Europe under fire over fingerprint database
National law enforcement agencies across the EU may soon tap into a massive centrally accessible database that would store the fingerprints of each member state's career criminals.
The prints of top offenders and suspects in all 27 nations would be stored on a new e-warehouse, yet they would be confined to serious crimes such as organised crime, terrorism and murder.
The proposals, tabled by the European Commission, have drawn opposition from civil liberties groups and MEPs, who said on Thursday that they amount to 'Euro Big Brother run riot.'
The attack seems to stem from reports that officials want police to e-submit the prints of not just criminals, but also of people who were arrested but later released without charge.
Adding controversy to the proposal, which is buried deep inside the Commission's 2008 strategy, is a recent pledge to cap the future use of single point databases.
In fact, under the Hague programme of 2004 "new centralised European databases should only be created on the basis of studies that have shown their added value."
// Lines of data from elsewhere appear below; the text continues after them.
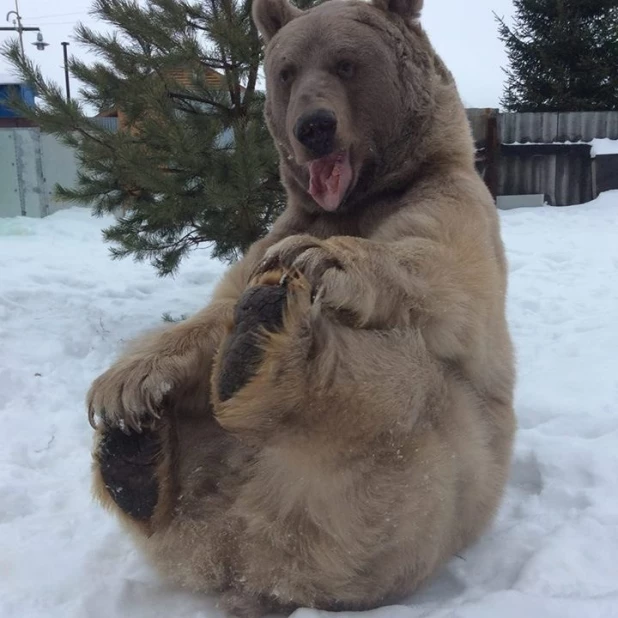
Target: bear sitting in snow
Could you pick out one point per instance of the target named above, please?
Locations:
(338, 422)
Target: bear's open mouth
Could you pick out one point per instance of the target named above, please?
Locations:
(329, 179)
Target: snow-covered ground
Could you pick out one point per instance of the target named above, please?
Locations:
(65, 308)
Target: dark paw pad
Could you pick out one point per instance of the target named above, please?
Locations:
(259, 306)
(128, 466)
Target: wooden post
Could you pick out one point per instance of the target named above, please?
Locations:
(492, 152)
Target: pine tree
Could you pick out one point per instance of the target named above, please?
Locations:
(563, 56)
(192, 162)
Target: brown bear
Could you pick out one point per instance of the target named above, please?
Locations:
(338, 421)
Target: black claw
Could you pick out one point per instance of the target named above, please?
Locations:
(259, 306)
(128, 463)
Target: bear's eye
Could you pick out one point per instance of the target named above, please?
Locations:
(345, 69)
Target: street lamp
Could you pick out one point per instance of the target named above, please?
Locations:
(17, 27)
(40, 43)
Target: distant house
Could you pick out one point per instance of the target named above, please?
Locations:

However the FT reported on Saturday that any e-warehouse for fingerprints would complicate another data-sharing regime, which the paper cited EU governments as working to agree on.
This scheme would reportedly allow police forces on the continent to access each other's databases for criminals' fingerprints, car registration numbers and DNA profiles.
Already applied by Germany, France and Spain, this system does not allow direct access to the information, rather police cross-check samples before contacting their foreign colleagues direct.
"We are bombarded with proposals for police or intelligence services' access to EU immigration or border control databases," said Baroness Ludford, a Liberal Democrat MEP.
"Doubts about respect for the proclaimed EU principles of freedom, democracy and the rule of law will explode with the European Commission's startling announcement - long suspected but now openly proclaimed - that it intends to create a centralised database of fingerprints."
Without safeguards to block unauthorised access and transfer of fingerprints, approved personnel could go on "fishing expeditions" and record "erroneous suspicions," she added.
"Has this 'Euro Big Brother run riot' really got the approval of the Commissioners' group on fundamental rights? In the absence of legal force for the EU Charter of Fundamental Rights Europe's citizens are deprived of the level of fundamental rights protection that they expect."
Reflecting on the proposal, which requires the backing of all 27 member states, Neil O'Brien of Open Europe told The Times: "If you are collecting a centralised database, there will then be rules about how you collect fingerprints, which have implications for how you handle different kinds of crimes.
"Who decides who controls access to this information? A lot of people will feel this is the start of Big Brother Europe."